Gianna Schelotto, autrice del romanzo «Chi ama non sa» (Rizzoli) parla di antico e insanabile dissidio tra uomini e donne: i maschi pensano che non ci sia bisogno di dirlo e le donne se lo aspettano ogni giorno. «A furia di non avere qualcosa si pensa che si possa vivere anche senza», dice la psicologa e terapista di coppia che quotidianamente raccoglie la frustrazione di persone vorrebbero sentirsi dire «ti amo». Nel romanzo «Esercizi d’amore» (Guanda), Alain de Botton spiega che «cercare la conferma di noi negli occhi di un altro è come guardarsi nello specchio deformante di un luna park: persone piccoline si ritrovano alte tre metri, una donna snella diventa enorme... guardando la nostra immagine riflessa negli occhi acquosi di un altro, siamo condannati a una certa delusione». Per questo, difronte al rischio di una risposta poco convinta, si lascia correre. Oltretutto «chiedere» l’amore rappresenta l’esempio perfetto del paradosso pragmatico definito dalla scuola di Palo Alto. «Dire sii spontaneo è il prototipo del paradosso – dice Schelotto -. che crea una situazione insostenibile: per accondiscendervi bisogna essere spontaneo, aderendo a uno schema di non di spontaneità. Più o meno come chi si sente chiedere “tu mi ami?”. La risposta è per forza condizionata».
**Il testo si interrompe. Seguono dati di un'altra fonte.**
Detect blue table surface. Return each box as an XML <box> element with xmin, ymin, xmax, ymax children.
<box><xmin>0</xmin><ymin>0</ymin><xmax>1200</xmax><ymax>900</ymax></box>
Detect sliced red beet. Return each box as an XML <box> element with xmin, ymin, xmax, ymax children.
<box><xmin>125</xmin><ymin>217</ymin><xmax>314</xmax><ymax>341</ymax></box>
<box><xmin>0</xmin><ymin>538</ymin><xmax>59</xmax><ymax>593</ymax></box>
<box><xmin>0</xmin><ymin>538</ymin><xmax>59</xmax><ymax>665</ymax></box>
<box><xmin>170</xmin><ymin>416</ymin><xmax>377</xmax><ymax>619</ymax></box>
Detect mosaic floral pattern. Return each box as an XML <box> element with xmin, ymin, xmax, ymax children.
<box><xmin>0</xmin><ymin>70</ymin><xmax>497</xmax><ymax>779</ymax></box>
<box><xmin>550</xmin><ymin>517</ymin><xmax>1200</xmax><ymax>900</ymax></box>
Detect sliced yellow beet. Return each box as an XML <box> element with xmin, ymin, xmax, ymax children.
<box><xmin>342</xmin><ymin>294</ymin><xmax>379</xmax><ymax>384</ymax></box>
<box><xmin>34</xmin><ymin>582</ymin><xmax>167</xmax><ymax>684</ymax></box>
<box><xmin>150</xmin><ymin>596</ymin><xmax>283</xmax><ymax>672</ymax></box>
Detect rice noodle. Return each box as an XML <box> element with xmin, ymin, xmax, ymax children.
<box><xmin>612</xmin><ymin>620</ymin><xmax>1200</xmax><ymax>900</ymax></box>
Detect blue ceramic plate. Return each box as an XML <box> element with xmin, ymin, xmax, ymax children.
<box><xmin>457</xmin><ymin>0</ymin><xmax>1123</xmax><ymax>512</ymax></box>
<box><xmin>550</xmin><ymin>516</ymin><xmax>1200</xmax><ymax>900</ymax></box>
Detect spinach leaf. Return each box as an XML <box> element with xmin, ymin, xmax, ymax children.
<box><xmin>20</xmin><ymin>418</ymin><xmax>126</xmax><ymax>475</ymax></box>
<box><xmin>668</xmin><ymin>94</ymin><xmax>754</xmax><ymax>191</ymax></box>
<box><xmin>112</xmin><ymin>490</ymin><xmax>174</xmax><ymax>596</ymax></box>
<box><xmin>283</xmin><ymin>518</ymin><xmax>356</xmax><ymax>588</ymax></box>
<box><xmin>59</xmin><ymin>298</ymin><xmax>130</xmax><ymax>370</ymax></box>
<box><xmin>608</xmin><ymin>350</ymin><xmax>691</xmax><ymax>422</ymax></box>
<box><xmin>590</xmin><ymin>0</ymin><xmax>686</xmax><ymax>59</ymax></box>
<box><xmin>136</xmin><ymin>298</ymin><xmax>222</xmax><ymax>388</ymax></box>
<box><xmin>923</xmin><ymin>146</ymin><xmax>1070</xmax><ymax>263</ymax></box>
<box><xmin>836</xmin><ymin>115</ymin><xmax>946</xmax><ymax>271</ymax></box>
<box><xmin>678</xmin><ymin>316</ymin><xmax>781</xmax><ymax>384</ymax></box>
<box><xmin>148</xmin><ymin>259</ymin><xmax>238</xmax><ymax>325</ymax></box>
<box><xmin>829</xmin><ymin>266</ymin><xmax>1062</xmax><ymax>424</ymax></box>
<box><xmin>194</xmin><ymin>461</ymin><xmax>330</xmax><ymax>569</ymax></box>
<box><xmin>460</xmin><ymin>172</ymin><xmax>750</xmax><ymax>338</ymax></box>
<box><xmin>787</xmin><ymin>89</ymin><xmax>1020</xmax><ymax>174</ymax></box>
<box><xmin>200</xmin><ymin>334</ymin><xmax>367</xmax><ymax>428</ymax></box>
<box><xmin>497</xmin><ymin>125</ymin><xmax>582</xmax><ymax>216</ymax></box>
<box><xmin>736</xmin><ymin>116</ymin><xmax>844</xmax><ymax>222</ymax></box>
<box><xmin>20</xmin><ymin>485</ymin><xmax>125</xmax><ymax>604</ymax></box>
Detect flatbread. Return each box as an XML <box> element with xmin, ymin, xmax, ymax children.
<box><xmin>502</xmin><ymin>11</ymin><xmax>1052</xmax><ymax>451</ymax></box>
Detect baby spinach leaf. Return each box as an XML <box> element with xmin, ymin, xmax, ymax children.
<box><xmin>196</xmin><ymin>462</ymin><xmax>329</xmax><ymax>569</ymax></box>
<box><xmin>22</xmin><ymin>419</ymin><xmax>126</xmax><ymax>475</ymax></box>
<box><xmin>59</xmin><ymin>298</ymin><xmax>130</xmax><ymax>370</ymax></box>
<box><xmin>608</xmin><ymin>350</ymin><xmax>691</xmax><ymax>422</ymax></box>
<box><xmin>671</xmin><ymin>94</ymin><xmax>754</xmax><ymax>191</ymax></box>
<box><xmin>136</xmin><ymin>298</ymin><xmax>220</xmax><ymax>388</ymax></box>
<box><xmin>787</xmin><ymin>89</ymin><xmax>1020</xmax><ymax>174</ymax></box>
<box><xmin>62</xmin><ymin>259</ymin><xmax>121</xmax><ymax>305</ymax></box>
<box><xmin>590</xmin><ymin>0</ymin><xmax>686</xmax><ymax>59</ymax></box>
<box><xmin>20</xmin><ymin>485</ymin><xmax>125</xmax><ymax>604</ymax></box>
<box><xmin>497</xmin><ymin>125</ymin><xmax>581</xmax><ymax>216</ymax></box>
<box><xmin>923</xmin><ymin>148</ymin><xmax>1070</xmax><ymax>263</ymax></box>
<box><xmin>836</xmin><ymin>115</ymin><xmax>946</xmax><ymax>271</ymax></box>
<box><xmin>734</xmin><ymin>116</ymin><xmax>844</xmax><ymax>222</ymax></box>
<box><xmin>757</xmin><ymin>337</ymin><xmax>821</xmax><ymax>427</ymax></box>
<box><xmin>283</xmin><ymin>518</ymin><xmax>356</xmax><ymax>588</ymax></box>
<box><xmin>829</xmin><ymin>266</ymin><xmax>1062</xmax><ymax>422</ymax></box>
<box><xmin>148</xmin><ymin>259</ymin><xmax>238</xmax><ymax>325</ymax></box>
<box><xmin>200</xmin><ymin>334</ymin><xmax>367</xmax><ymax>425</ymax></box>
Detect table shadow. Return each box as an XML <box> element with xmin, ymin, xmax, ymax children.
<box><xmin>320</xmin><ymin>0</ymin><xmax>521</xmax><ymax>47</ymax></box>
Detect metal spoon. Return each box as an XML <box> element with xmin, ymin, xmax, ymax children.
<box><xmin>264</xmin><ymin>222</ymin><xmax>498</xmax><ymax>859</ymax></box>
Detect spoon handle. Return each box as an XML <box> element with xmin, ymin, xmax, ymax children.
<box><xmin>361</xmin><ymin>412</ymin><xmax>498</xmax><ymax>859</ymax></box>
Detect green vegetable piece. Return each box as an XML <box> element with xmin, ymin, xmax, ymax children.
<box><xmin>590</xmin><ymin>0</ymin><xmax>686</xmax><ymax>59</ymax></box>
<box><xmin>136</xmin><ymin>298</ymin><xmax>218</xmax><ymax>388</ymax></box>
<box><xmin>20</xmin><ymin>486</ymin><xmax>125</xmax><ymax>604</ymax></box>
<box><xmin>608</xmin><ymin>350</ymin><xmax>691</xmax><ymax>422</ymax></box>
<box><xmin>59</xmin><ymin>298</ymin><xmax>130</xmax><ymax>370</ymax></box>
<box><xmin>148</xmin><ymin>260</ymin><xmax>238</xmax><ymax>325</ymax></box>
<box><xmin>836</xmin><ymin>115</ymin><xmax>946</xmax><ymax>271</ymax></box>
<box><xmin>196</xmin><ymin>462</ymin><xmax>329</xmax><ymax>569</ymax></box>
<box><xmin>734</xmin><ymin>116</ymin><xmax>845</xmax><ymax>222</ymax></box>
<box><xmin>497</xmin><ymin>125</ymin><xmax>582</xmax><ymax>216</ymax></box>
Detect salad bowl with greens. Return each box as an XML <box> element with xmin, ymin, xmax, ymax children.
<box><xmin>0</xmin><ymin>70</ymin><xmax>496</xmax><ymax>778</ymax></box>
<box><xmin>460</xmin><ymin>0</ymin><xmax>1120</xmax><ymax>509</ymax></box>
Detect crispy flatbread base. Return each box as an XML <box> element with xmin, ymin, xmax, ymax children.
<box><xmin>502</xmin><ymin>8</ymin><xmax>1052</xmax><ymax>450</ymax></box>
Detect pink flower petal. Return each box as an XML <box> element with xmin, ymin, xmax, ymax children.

Il tempo è galantuomo, ma lo è un po’ meno nei sentimenti. «Alle donne che frequentano uomini sposati dico di non passare il limite dei 6 mesi: dopo quella data si rimane amanti a vita. Senza troppi schematismi, sei mesi è il tempo giusto anche per riflettere su un “ti amo” che non viene più pronunciato. Se passa un anno, ne passeranno altri».